“Such solemn questions do not comport with the frothy imaginings of an eighteen-year-old girl,” said Father von Mixnitz, who had gone all red in the face and was biting the words off one at a time, as if his tongue were a trip-hammer in a mill.
“Here’s to frothy imaginings!” said Queen Sophie Charlotte, raising her glass with a beautiful smile; but her eyes were like those of a falcon tracking a mink as she watched Father von Mixnitz take his leave and stalk out of the room.

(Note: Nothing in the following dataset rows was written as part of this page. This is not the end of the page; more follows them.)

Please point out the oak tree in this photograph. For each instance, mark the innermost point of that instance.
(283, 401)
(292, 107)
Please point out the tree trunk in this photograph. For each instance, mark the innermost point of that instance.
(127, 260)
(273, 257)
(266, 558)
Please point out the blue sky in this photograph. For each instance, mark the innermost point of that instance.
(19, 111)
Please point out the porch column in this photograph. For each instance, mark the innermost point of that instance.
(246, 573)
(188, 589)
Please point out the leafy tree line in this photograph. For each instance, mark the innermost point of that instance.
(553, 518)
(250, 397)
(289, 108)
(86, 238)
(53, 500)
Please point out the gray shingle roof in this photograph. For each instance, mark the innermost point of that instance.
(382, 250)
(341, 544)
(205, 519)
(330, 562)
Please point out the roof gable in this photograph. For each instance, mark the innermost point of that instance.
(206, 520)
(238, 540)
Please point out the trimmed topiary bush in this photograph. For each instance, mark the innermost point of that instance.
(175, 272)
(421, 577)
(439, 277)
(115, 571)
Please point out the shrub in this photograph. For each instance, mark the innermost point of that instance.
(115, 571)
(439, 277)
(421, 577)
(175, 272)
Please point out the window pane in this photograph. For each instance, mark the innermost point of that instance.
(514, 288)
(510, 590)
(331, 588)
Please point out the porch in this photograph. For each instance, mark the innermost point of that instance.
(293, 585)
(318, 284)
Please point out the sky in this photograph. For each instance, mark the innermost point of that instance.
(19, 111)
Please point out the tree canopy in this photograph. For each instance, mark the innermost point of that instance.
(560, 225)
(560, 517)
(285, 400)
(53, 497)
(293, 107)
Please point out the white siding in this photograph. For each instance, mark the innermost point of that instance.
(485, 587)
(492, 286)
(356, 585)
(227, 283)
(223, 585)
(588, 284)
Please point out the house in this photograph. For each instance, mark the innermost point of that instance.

“What else do you see in the empty places, besides the ships of quicksilver and of fire?” asked Dr. Krupa.
“I see the very first ship sailing into the Tsar’s new city of St. Petersburg. It is a Dutch ship, I phant’sy. And in the Atlantic and the Caribbean, ships of the Dutch and of the English sailing to war against the French and the Spanish…” but suddenly her sparkler fizzled out. A groan of sympathy ran through her audience. “Now I can see nothing!” she complained.
“The future is a mystery,” Sophie said.
Sophie Charlotte’s smile had been forced and fragile the last few minutes. “At least she got to use the thing as it was intended for a few minutes,” she said to Leibniz.
“What do you mean, Majesty?”
“I mean, innocently, as a wonder to marvel at-and not as a Visual Aid for choosing her husband.”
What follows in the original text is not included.